My
B&G are going strong after 23 years. They don't interface (talk
NMEA 0183) so they are not networked to an MFD. I like that "independence".
I would consider a stand alone speed,
depth window kit from some
B&G and a MFD to use as a radar which supports
AIS and GPS. You can feed your
NMEA output from your speed,
wind and
depth and then add a
fluxgate and even
weather on many MFDs like Ray C and E series and Furuno,
Garmin or Lowrance.
I find that a fix mount is fin below decks at a nav station, but I rarely use it. I do use the
cockpit repeaters which give all the relavent data including waypoint info... CTW , DTW COG, SOG, XTE, TTG etc.
I don't drive from behind the
helm so a
helm instrument pod would put a lot of
gear where it is not viewed. Instead I recommend a hand held GPS plotter AND
cockpit repeaters visible from anywhere in your cockpit (ir forward above the companionway). I am using a very daylight visible
Garmin iQue PDA which has blue
charts and is all I need GPS chartwise in the cockpit. There are other which are better.

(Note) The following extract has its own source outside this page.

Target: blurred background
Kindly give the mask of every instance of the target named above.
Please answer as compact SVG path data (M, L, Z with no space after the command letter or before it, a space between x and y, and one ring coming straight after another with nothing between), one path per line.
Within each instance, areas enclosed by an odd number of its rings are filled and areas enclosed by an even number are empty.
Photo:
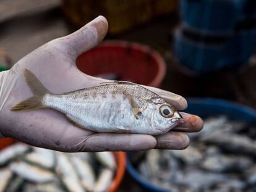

You'll want a decent below decks autopilot which can handle decent size seas. My experience is with the Alpha 3000 which has been superb, but there are others which come highly recommended. I am not a fan of interfacing a GPS with an autopilot. You're the
captain - you tell the helm where to steer.
I am also not a fan of routes. They don't make sense for sailboats. You have plenty of time to set a waypoint, one at a time and usualy you can't fetch them sailing anyway. From a prudence point of view it's better than the
captain be more as opposed to less, involved with navigation meaning don't leave it to
electronics.
The
gear is data rich these days, but that's not all there is to sailing.